Entering edit mode
3.2 years ago
rubic
▴
270
Hi,
I'm using Biostrings
readDNAStringSet
to read the human genome fasta file : GRCh38.p13.genome.fa (search.genome.fn
in the code below).
search.genome.set <- Biostrings::readDNAStringSet(search.genome.fn)
Then looking at the starts, ends, and widths of the canonical chromosomes (1-22, X, Y, and M):
> as.data.frame(search.genome.set@ranges)[1:25,]
start end width names
1 1 248956422 248956422 chr1
2 1 242193529 242193529 chr2
3 1 198295559 198295559 chr3
4 1 190214555 190214555 chr4
5 1 181538259 181538259 chr5
6 1 170805979 170805979 chr6
7 1 159345973 159345973 chr7
8 1 145138636 145138636 chr8
9 1 138394717 138394717 chr9
10 1 133797422 133797422 chr10
11 1 135086622 135086622 chr11
12 135086623 268361931 133275309 chr12
13 1 114364328 114364328 chr13
14 114364329 221408046 107043718 chr14
15 1 101991189 101991189 chr15
16 101991190 192329534 90338345 chr16
17 1 83257441 83257441 chr17
18 83257442 163630726 80373285 chr18
19 163630727 222248342 58617616 chr19
20 1 64444167 64444167 chr20
21 64444168 111154150 46709983 chr21
22 111154151 161972618 50818468 chr22
23 1 156040895 156040895 chrX
24 156040896 213268310 57227415 chrY
25 213268311 213284879 16569 chrM
As you can see several chromosomes have starts that are not 1, such as chr19.

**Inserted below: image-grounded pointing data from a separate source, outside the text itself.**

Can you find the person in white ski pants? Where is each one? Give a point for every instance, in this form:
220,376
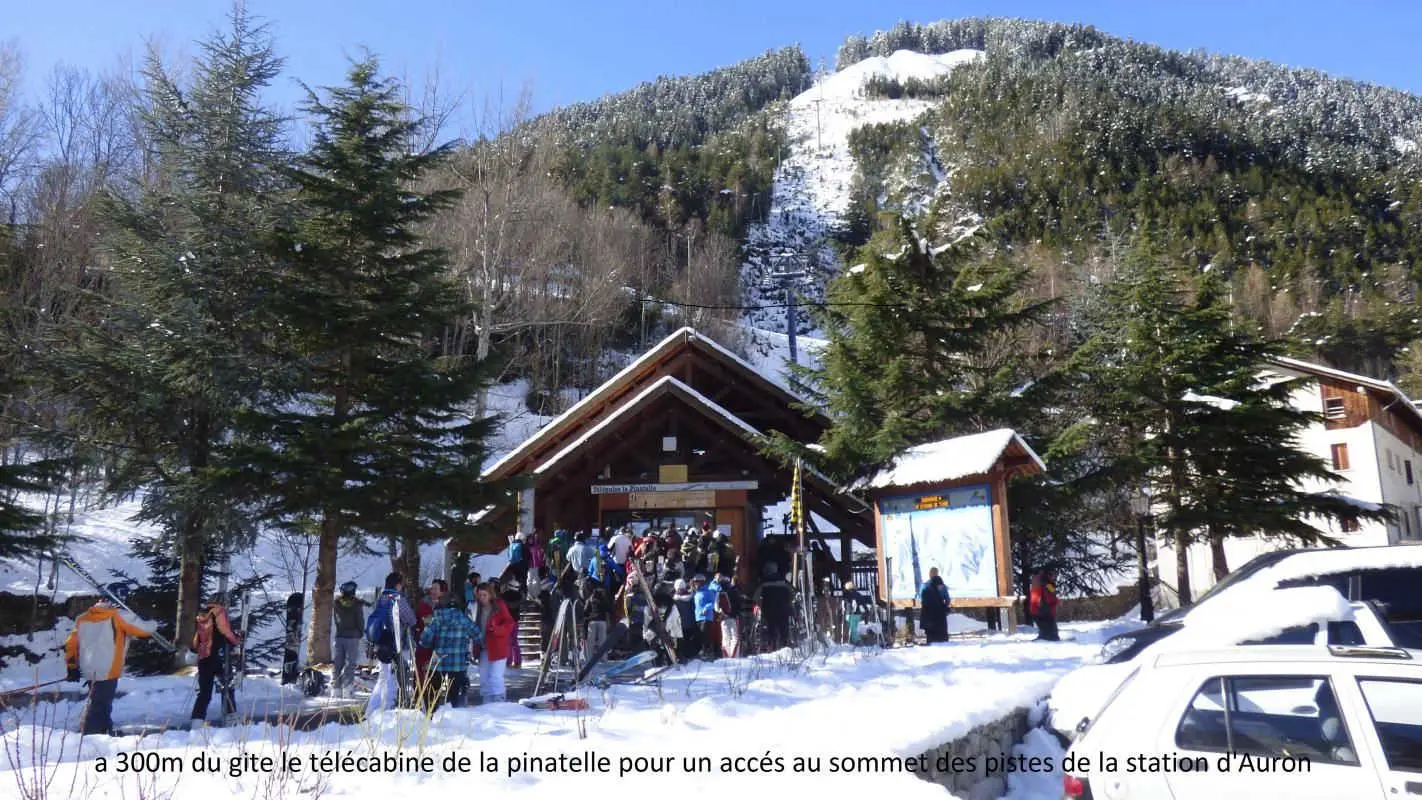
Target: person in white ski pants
386,692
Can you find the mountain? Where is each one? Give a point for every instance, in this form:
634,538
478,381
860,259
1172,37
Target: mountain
1060,139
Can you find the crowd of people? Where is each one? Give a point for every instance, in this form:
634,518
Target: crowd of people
676,591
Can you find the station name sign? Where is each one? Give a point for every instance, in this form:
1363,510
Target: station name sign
701,486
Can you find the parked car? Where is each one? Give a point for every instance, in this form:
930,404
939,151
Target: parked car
1247,722
1082,692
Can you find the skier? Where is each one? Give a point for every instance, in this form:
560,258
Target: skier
558,552
211,642
424,613
94,651
671,549
728,608
452,637
538,564
381,631
514,600
1041,604
498,628
469,586
620,547
349,614
580,554
774,597
934,615
633,604
518,567
706,604
596,610
690,644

I don't understand how Biostrings
determines these start coordinates that are not 1's because it's only reading in the fasta sequences.

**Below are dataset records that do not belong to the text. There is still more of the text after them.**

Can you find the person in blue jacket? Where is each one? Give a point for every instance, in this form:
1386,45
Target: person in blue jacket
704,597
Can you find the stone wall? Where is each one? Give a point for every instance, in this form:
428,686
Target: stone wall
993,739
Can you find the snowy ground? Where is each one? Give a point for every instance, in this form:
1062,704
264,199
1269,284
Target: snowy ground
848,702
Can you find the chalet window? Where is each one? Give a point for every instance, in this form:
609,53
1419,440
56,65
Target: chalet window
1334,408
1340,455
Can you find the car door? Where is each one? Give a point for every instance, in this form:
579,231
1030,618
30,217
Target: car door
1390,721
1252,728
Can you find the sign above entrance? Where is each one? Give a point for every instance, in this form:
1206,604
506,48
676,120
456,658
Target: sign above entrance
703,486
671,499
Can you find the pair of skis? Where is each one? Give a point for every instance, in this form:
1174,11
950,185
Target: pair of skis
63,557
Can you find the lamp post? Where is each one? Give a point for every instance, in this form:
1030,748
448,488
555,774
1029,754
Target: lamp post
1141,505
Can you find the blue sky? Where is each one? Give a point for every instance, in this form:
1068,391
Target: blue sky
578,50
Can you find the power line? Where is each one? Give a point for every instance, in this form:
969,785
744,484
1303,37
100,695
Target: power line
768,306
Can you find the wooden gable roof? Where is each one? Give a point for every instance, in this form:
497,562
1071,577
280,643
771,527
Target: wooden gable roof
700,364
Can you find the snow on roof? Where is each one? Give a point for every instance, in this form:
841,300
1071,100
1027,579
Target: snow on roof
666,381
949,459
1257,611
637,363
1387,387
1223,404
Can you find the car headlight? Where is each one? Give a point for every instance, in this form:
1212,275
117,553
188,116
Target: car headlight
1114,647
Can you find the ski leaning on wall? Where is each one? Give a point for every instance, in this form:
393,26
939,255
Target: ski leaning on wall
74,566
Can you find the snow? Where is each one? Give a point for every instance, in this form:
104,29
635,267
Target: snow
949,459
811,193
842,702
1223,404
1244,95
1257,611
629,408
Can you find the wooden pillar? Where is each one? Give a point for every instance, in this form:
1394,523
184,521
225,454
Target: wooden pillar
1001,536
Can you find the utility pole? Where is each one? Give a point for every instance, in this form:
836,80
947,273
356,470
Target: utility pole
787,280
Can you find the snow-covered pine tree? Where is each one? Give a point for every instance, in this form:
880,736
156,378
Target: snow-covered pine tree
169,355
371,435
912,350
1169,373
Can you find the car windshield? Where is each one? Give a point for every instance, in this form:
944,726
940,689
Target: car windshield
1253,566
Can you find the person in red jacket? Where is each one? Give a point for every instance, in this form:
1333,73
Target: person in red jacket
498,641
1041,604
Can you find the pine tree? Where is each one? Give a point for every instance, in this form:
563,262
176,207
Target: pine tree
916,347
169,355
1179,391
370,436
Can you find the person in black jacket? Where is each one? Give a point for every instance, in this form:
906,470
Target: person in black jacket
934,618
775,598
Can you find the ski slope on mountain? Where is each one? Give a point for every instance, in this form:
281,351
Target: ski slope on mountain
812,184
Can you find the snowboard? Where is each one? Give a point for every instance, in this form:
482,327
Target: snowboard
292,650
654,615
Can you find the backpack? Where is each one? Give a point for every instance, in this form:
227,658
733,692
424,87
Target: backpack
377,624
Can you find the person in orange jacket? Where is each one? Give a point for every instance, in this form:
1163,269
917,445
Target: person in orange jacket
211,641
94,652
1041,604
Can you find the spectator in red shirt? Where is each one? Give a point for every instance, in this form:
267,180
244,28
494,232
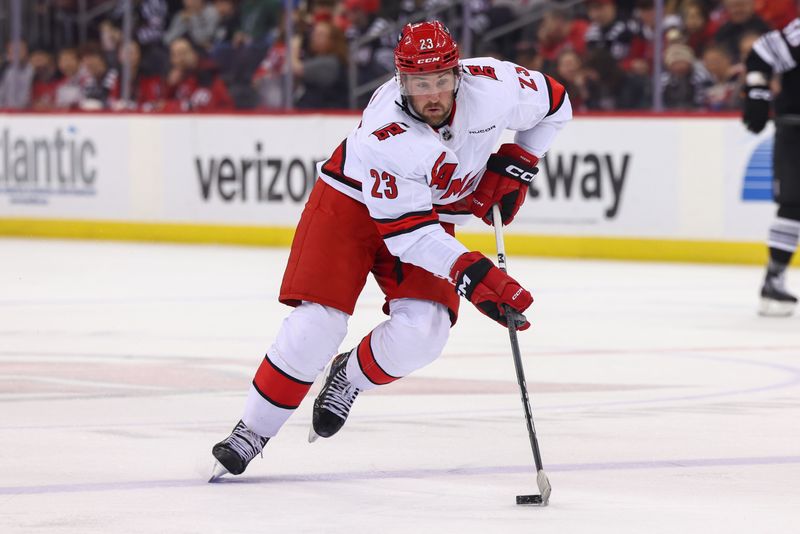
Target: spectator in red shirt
68,89
146,88
569,71
192,83
742,18
607,30
724,92
558,32
98,80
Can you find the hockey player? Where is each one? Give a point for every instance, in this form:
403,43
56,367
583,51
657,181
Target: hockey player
419,161
778,52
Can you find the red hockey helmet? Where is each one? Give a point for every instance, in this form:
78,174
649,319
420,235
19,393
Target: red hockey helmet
425,47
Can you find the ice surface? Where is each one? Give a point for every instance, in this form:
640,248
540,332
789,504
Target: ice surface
662,401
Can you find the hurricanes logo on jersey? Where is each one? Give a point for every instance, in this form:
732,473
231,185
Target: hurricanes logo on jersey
390,130
482,70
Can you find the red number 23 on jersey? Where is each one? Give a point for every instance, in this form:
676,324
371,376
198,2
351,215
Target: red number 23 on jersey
384,185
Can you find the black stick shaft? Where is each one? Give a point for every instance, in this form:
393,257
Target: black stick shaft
512,334
523,387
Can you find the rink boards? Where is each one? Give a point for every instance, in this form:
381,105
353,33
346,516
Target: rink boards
639,187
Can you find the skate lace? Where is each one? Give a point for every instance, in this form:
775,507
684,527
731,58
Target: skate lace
245,443
340,395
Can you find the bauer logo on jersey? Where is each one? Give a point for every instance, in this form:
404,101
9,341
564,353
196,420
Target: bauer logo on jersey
482,70
463,287
59,162
757,186
390,130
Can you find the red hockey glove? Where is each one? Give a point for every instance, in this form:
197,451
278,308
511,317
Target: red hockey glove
489,288
508,176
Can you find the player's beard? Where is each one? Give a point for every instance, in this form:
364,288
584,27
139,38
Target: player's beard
436,114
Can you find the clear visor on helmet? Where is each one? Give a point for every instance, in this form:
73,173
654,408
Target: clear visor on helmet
428,83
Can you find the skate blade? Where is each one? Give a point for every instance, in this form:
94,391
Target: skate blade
217,472
775,308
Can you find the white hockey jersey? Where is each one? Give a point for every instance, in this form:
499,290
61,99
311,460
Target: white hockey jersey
411,176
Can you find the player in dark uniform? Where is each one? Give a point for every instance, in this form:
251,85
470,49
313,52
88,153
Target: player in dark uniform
778,53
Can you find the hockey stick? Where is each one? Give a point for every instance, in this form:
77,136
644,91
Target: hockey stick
788,120
541,477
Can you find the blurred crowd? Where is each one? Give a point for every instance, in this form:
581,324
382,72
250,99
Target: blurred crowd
214,55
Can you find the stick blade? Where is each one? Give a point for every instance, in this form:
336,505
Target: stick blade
529,499
217,472
544,486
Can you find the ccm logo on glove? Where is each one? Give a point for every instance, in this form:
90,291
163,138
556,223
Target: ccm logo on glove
477,279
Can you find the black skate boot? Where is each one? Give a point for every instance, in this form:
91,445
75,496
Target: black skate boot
776,301
333,403
235,452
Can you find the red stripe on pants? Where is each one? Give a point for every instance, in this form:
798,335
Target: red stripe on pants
278,387
369,366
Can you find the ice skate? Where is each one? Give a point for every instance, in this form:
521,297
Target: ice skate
776,301
333,403
235,452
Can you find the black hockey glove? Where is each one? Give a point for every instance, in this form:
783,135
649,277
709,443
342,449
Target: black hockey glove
757,102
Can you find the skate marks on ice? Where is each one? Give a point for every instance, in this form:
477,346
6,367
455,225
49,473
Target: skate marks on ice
419,474
641,396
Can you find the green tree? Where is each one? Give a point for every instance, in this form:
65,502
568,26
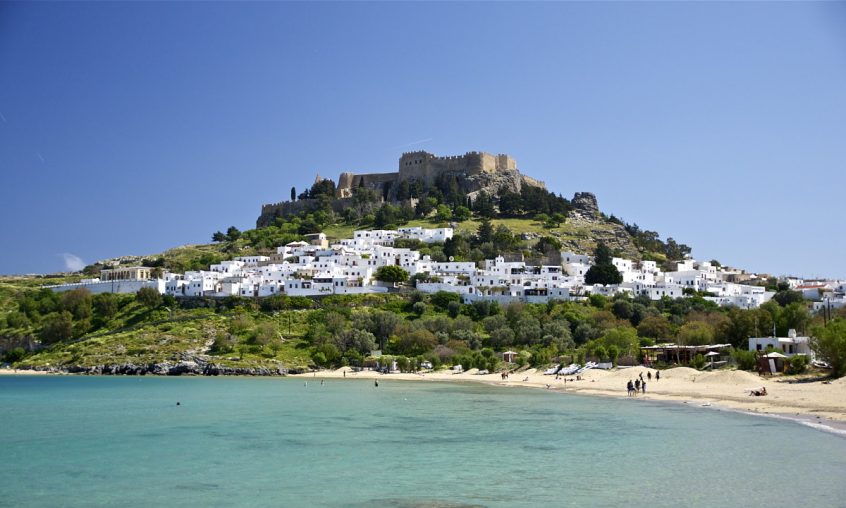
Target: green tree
416,342
547,245
557,219
613,353
233,233
603,271
149,297
542,218
442,299
461,213
655,327
78,302
57,327
391,273
105,305
695,333
443,213
786,297
829,343
14,355
485,232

I thought this might be because these chromosomes start with N's:
> search.genome.set[19]
A DNAStringSet instance of length 1
width seq names
[1] 58617616 NNNNNNNNNNNNNNNNNNNNNNNNNNNNNNNNNNNNNNNNNNNNNNNNNNNNN...NNNNNNNNNNNNNNNNNNNNNNNNNNNNNNNNNNNNNNNNNNNNNNNNNNNN chr19
But chromosomes with start = 1 als start with Ns:
> search.genome.set[15]
A DNAStringSet instance of length 1
width seq names
[1] 101991189 NNNNNNNNNNNNNNNNNNNNNNNNNNNNNNNNNNNNNNNNNNNNNNNNNNNN...NNNNNNNNNNNNNNNNNNNNNNNNNNNNNNNNNNNNNNNNNNNNNNNNNNNN chr15
Any idea what this behavior is about?